Antonia, bless her, has been keeping her eyes on this bill, while the rest of us in the Ottawa bureau have been keeping focused on the other developing problems for Harper's Conservatives. There are worries out there that this bill is an opening of the door to entrenching rights of the unborn - which could reopen the abortion debate in Canada.
The bill cleared a vote in the Commons last night that sent it to committee for further study. Here's the Hansard transcript.
Women journalists were at an event at Stornoway, the official Opposition Leader's residence, when female Liberal MPs began to filter in and tell the news of the bill's clearance. Many were not happy. They were using words like "outrageous." However, some of their own Liberal colleagues helped facilitate the "outrage" - MPs such as Paul Steckle, Paul Szabo, Jim Karygiannis, Albina Guaranieri. It is no surprise that these MPs, long on the record as anti-abortion, voted this way. But it also demonstrates what an unwieldy caucus Dion has - power helped keep it disciplined; now, not so much.
At around 8 p.m., Stephane Dion informally addressed the group at his house. He made mention of the bill's passing and acknowledged the deep disappointment in the room. But he assured his women MPs that if the vote had been on actually passing the bill, Liberals would have turned out in force to defeat it. I detected a little sheepishness -- the Liberals not turning up for votes in the House is starting to be a sensitive topic. As it should be.
For the record, the bill's sponsor, Conservative MP Ken Epp, says adamantly that this bill has nothing to do with abortion. Here's a snippet of his conversation with reporters yesterday.
Epp: "Well I, I really believe that C-484 is very important because it addresses specifically the case where a mother has chosen to have a child. This has nothing to do with abortion, it is explicitly excluded. It has to do with where the mother has chosen to not have an abortion. And when a pregnant woman is expecting her baby, that is probably the thing that she wants to protect the most and she has currently in our law no legal protection whatsoever. So my bill very narrowly focuses on the woman who has chosen to have her child and where that choice has been unilaterally taken away from her...with somebody who had attacked her because that's the only way you can get to a, to an unborn child. But he takes away what she values at that stage in her life the very absolute most."

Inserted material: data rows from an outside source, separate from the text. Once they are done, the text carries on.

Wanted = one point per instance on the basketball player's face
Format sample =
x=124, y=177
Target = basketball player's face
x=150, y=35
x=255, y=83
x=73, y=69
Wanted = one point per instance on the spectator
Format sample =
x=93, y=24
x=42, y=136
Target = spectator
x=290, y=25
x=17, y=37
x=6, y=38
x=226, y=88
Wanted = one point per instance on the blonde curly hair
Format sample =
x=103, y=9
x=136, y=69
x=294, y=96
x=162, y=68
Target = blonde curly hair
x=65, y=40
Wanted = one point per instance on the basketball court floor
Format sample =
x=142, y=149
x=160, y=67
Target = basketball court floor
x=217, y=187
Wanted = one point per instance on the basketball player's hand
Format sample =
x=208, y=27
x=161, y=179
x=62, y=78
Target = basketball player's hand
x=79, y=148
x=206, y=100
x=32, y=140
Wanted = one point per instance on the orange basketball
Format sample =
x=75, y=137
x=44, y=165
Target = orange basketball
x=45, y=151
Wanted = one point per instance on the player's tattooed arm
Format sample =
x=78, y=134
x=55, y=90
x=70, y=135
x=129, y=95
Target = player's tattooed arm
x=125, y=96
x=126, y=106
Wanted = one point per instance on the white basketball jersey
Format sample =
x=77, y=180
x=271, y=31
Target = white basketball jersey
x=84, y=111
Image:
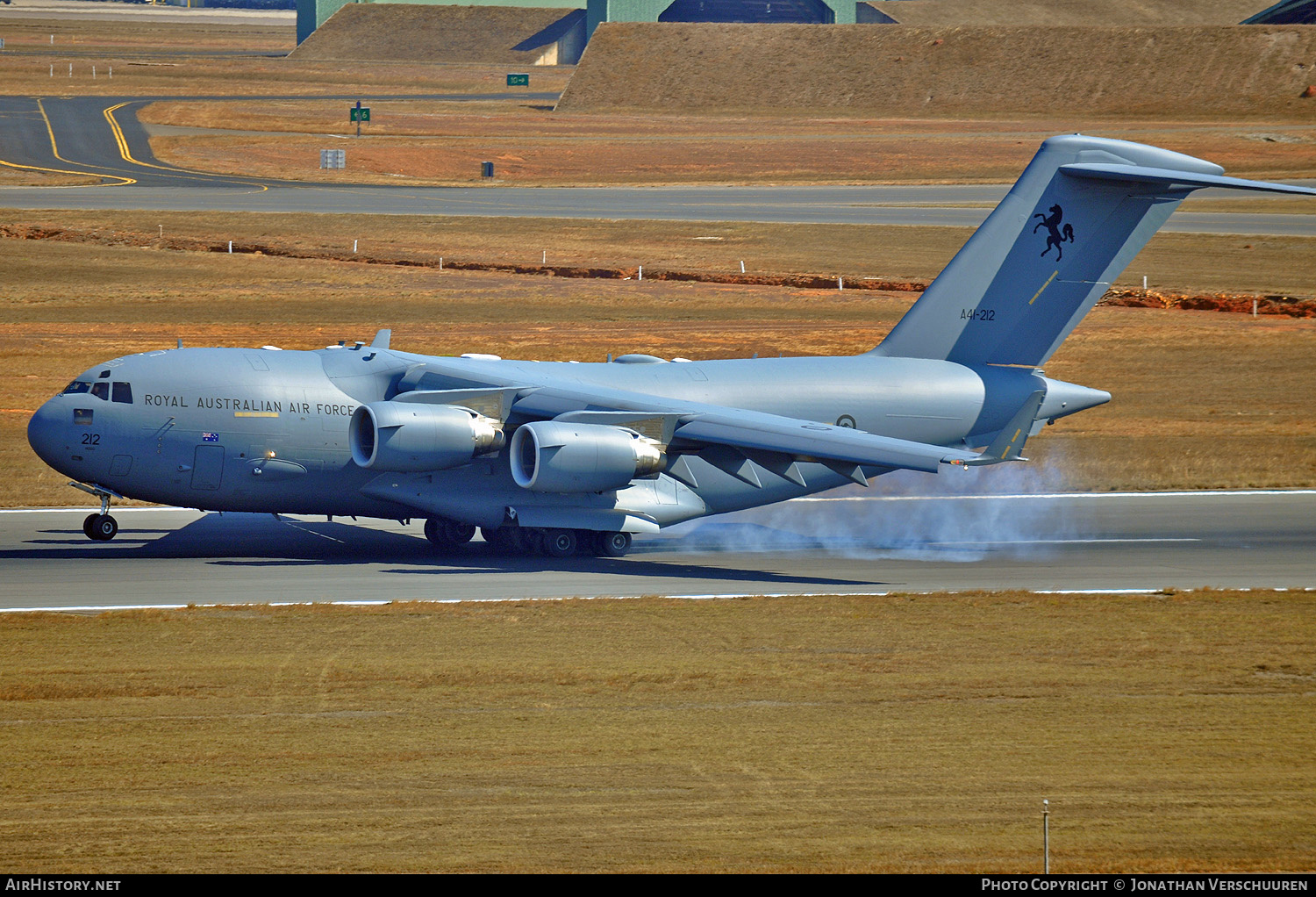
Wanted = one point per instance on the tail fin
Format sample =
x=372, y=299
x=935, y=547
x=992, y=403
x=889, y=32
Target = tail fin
x=1078, y=215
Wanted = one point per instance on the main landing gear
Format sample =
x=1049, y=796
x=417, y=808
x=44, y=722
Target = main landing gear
x=99, y=527
x=447, y=535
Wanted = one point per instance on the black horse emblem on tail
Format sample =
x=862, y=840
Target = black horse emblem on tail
x=1055, y=236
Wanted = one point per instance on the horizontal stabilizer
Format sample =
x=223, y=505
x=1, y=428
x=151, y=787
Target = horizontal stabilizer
x=1174, y=179
x=1010, y=444
x=1071, y=223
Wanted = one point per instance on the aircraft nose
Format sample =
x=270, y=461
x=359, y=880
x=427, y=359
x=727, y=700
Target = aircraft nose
x=44, y=432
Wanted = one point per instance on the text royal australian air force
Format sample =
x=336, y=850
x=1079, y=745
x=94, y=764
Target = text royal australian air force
x=249, y=405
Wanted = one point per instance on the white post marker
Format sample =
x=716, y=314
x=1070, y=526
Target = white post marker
x=1047, y=838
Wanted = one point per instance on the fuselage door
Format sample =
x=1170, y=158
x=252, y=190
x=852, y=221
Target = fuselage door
x=208, y=467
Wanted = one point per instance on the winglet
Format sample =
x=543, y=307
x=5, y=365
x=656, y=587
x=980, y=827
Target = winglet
x=1010, y=442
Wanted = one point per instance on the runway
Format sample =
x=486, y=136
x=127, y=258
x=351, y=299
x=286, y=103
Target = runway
x=102, y=137
x=1074, y=543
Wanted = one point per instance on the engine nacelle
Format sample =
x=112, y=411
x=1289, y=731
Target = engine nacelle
x=550, y=456
x=407, y=436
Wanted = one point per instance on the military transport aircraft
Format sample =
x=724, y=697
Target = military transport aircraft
x=560, y=457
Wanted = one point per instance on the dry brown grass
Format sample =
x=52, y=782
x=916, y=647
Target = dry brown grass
x=407, y=33
x=910, y=734
x=949, y=13
x=1247, y=73
x=1203, y=399
x=26, y=32
x=186, y=75
x=433, y=142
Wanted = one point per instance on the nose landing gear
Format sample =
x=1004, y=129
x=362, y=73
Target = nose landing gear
x=99, y=527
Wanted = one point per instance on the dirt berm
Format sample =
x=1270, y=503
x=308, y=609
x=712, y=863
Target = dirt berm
x=1207, y=73
x=404, y=33
x=947, y=13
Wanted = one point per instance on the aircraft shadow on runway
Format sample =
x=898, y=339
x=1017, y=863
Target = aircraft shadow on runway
x=260, y=541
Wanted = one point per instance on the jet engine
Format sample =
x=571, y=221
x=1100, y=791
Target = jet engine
x=407, y=436
x=550, y=456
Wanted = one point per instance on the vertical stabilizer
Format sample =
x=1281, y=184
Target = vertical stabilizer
x=1078, y=215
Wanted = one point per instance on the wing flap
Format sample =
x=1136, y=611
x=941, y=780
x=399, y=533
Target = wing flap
x=807, y=440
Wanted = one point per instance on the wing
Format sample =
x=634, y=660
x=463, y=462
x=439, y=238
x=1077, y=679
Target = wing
x=689, y=426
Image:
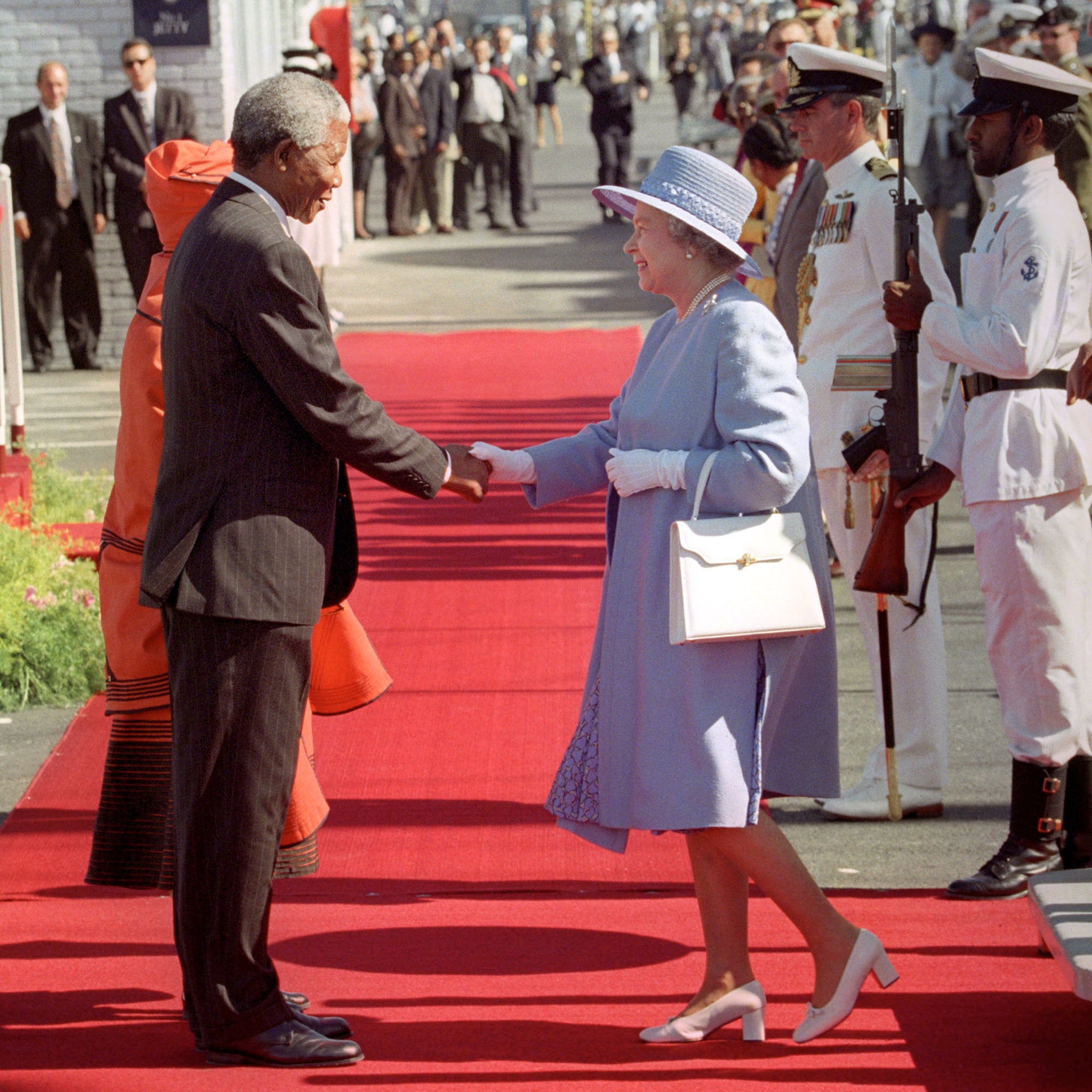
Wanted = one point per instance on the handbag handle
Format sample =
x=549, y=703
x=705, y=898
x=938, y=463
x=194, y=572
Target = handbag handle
x=707, y=469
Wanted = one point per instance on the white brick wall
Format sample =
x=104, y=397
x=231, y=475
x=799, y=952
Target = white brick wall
x=86, y=36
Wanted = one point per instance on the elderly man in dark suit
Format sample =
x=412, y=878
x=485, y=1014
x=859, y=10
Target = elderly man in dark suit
x=56, y=160
x=251, y=530
x=609, y=78
x=404, y=129
x=438, y=107
x=518, y=80
x=142, y=118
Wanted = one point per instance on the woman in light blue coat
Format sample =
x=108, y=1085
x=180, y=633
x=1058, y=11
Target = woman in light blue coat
x=687, y=737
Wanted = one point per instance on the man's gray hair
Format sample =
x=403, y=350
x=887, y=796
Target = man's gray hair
x=291, y=106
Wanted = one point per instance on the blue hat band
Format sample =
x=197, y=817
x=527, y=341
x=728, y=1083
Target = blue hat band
x=693, y=203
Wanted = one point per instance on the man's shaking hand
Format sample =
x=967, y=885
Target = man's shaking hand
x=470, y=476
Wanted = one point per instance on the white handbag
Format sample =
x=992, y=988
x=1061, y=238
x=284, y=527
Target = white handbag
x=741, y=578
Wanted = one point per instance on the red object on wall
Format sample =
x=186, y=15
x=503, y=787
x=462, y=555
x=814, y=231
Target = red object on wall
x=15, y=491
x=330, y=31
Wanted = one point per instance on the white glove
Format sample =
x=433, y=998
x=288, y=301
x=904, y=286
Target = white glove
x=506, y=465
x=635, y=471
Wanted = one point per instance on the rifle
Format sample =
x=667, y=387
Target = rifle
x=884, y=568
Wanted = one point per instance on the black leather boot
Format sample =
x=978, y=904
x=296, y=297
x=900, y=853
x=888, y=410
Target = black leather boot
x=1077, y=847
x=1034, y=841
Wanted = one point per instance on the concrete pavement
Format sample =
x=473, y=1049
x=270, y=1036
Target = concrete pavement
x=569, y=270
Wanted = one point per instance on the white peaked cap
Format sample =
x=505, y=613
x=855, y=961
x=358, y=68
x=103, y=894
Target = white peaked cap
x=1026, y=70
x=815, y=71
x=1007, y=82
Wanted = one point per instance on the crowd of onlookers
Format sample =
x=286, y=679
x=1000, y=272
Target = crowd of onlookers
x=732, y=70
x=444, y=111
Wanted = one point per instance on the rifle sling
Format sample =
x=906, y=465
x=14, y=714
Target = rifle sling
x=977, y=382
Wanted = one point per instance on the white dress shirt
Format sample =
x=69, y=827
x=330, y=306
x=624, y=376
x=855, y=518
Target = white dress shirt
x=60, y=117
x=267, y=197
x=1027, y=284
x=487, y=103
x=146, y=100
x=845, y=316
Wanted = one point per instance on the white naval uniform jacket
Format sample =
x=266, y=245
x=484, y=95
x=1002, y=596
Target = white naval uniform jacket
x=1027, y=284
x=854, y=255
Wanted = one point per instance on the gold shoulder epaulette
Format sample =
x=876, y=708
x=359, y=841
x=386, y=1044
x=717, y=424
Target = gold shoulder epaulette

Antonia and I were exchanging messages last night and she tells me she's writing on this in the print edition of the paper tomorrow. Expect attitude.
Apart from this, and on a more social note, the party was quite elegant. It was hosted by Janine Krieber, Dion's very interesting spouse, and was intended to mark International Women's Week. (The irony of Bill C-484's fate, juxtaposed with this event, is almost too much.) Krieber had decked the house out in pink flowers and all the cocktail food served was pink as well -- lobster, pink-tinted goat-cheese canapes, red-pepper bisque and yes, even tiny hamburgers, served on pink-tinted buns.